平成徒然草

スティーブ・ジョブズが死んだ

スティーブ・ジョブズが死んだ。

Appleという会社は嫌いだが、Appleプロダクツは決して嫌いではない私だ。

現在はWindowsマシンをメインで使っているが、過去Macユーザーだった時期があり、また今はiPhoneを使っている。

真の芸術家は出荷する - 池田信夫 - 
ジョブズは一貫したビジョンをもっていたわけではなく、まったく新しいアイディアを創造したこともない。むしろエンジニアにとっては常識だった新しい技術を商品として実現したことが彼の功績だ。

ジョブズという人は発明家ではない。また芸術家でもない。
彼はビジネスマンであり、経営者であり、マニュファクチュアラー(製造業者)だった。
彼が、いくらかは世界を変えることができたのは、先行するコンセプトを進化させて、商品化することができたからだ。

例をあげるなら、iPodとWalkman。どちらが革新だったか。それはWalkmanだ。
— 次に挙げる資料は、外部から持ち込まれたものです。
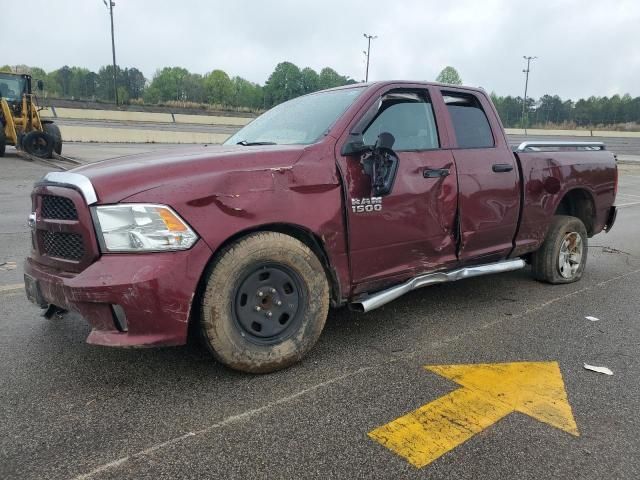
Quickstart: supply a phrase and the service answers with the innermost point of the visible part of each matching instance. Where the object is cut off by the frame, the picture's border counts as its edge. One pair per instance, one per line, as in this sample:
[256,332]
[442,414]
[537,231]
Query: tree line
[178,86]
[553,110]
SONYのWalkmanこそ「音楽を持ち歩く」というコンセプトをはじめて世界に示した商品だったからだ。

だけど、Walkmanはそれだけに留まった。iPodは最初こそwalkmanコンセプトをデジタル化したものにすぎなかったが、どんどん進化していって、iPhoneになり、iPadを生んだ。
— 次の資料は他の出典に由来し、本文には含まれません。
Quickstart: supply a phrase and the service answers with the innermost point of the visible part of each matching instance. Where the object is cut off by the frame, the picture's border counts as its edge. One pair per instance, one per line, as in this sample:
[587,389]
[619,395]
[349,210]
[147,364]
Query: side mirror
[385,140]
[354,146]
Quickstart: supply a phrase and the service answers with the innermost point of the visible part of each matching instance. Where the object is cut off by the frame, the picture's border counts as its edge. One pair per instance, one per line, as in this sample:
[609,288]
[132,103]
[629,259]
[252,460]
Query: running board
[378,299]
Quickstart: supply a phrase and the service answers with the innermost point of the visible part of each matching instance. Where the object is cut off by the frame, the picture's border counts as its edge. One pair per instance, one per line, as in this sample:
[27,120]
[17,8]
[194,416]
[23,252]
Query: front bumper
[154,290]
ジョブズの仕事には必ず彼一流の「美意識」が生きている。

ジョブズは、醜い技術の世界を、美しくした - 茂木健一郎

美しさとか、なめらかさとか、配置とか、曲線とか、そういうものもコンピュータの「計算」の一部分だということが、どうして理解されないのだろう。ジョブズは、それを理解していた。そして、おずおずと我慢をしてしまう私たちの多くとは違って、ジョブズは我慢をしなかった。妥協せずに、 Insanely Greatなものを作り続けてくれた。

考えてみれば、これは私たちクリエーターそのものだ。

クリエーターはほとんどの場合、コンセプトやエレメントを発明しない。
それは多くの場合、借り物だったり、パロディだったりする。
だけど、それがクリエイティブな仕事になるのは、それが「美意識」にもとづいて再構成されているからだ。

ジョブズは、最上級のビジネスマンにして、最高のクリエーターだった。
彼がいたおかげで、世界は少しだけ、美しくなったと思う。